Un mot maintenant en signe de deuil : la disparition de Nathalie Sarraute, le 21 octobre 1999, nous touche au même titre que tous les amoureux de la littérature, mais aussi parce que nous sommes peut-être plus sensibles que d’autres, nous traducteurs réunis à Arles, au destin exemplaire d’une petite fille juive née en Russie qui est devenue écrivain en français, langue qui, sans être sa langue maternelle, fut sa « première langue » : venue en France à l’âge de deux ans, Nathalie Sarraute était, à trois ans, à l’école maternelle en France. Et je voudrais rappeler que le tout premier écrivain que nous ayons invité aux toutes Premières Assises, le 11 novembre 1984, il y a seize ans, lorsque Laure Bataillon était présidente d’ATLAS et de l’ATLF, c’était Nathalie Sarraute. Elle avait déjà quatre-vingt-trois ans, un deuil l’avait empêchée de venir, mais dix de ses traducteurs étaient là. Ils avaient, entre autres, lu un même extrait d’Enfance. Parmi eux, Elmar Tophoven, lui-même disparu, traducteur d’une douzaine de livres de Nathalie Sarraute. C’est sa femme Erika qui a ensuite repris le flambeau (jolie expression française). Nous sommes heureux de la compter parmi nous dans notre conseil d’administration. En épigraphe aux Actes de ces Premières Assises, on trouve une ligne de René Char qui ne se voulait pas prémonitoire, mais que je reprendrais volontiers à notre compte : « Dans la fidélité, nous apprenons à n’être jamais consolés. »

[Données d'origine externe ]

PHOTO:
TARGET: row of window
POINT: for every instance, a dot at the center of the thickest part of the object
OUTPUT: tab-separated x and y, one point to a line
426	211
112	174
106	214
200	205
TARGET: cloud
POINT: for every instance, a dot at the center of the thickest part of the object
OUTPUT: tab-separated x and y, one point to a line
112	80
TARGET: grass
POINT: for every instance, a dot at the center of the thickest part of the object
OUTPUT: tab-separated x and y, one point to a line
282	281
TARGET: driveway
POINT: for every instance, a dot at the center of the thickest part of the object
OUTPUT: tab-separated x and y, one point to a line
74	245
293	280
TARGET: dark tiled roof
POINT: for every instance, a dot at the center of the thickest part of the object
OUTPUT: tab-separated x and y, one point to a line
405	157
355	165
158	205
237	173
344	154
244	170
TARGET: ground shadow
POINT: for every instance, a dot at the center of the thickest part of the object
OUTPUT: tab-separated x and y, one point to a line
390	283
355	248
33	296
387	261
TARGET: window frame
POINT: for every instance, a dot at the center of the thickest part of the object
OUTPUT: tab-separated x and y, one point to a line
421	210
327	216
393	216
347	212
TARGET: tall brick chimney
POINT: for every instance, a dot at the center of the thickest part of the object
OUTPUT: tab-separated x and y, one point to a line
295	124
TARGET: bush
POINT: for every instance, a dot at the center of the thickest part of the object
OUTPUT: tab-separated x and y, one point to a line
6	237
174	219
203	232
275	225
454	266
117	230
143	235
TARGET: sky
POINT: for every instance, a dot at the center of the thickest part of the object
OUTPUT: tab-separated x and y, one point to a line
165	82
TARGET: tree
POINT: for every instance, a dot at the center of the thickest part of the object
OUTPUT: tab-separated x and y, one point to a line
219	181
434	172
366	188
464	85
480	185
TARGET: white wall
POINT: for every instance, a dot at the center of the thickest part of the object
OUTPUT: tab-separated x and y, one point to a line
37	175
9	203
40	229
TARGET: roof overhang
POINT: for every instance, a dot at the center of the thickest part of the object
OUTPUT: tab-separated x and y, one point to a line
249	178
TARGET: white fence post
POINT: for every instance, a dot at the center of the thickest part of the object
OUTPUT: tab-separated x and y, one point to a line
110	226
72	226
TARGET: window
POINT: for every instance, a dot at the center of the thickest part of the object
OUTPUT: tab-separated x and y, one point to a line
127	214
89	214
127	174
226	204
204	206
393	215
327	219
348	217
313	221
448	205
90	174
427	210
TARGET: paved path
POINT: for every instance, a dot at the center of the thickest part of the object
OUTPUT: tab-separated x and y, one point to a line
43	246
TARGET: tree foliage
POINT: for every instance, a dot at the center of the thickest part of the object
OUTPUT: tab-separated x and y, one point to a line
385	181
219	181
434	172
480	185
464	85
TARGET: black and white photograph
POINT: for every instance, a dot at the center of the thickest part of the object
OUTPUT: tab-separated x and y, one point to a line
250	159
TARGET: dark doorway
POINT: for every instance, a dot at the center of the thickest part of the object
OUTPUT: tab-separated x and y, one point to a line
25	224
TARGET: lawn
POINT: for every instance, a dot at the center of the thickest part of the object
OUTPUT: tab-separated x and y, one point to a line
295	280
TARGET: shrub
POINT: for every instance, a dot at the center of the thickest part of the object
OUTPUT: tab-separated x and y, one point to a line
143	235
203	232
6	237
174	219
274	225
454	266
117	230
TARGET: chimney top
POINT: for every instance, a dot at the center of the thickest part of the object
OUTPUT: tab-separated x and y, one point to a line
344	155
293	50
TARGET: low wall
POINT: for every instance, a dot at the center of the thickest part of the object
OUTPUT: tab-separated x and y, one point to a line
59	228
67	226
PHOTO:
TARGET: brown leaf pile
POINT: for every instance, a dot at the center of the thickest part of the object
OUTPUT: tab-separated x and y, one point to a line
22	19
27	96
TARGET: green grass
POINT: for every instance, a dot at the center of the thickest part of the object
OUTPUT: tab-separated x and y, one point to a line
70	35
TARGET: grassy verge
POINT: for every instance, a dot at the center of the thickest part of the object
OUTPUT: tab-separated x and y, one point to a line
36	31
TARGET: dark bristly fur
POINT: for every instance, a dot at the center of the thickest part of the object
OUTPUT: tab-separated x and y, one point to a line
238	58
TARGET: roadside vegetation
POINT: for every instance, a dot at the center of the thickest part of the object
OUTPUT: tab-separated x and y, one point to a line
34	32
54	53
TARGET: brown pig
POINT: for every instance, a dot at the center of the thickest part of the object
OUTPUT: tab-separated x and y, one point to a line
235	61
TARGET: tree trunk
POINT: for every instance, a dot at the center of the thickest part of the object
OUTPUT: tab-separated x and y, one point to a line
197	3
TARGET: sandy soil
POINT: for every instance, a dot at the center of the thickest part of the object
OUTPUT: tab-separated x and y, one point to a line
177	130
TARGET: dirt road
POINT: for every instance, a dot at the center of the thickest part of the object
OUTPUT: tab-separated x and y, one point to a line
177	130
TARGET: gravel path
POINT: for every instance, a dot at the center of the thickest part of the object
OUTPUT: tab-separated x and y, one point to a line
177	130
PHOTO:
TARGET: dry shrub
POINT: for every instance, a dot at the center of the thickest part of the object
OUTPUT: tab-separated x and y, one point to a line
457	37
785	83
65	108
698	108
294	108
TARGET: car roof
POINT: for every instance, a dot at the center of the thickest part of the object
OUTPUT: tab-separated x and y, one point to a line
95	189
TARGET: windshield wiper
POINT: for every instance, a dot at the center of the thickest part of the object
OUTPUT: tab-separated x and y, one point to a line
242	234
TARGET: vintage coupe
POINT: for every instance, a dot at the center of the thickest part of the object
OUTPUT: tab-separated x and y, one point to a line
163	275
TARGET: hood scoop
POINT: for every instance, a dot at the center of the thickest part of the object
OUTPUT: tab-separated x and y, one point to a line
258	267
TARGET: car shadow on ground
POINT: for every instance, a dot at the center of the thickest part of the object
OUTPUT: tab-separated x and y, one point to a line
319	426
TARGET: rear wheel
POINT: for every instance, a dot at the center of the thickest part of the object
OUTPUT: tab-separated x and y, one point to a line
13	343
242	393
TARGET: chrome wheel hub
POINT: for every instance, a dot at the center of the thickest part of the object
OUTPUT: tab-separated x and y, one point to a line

Mais comme nous sommes aussi sous le signe des « belles infidèles », il faut nous consoler un instant pour plonger dans un passé plus lointain, grâce à Jacques Roubaud, poète, romancier, traducteur et ami de la traduction, Jacques Roubaud qui est lui-même en train de retraduire certains des plus beaux livres de la Bible. Il va nous parler aujourd’hui de quelqu’un que nous avions depuis longtemps envie de connaître : Sébastien Chasteillon, contemporain de Calvin. J’ai le plaisir de lui laisser la parole.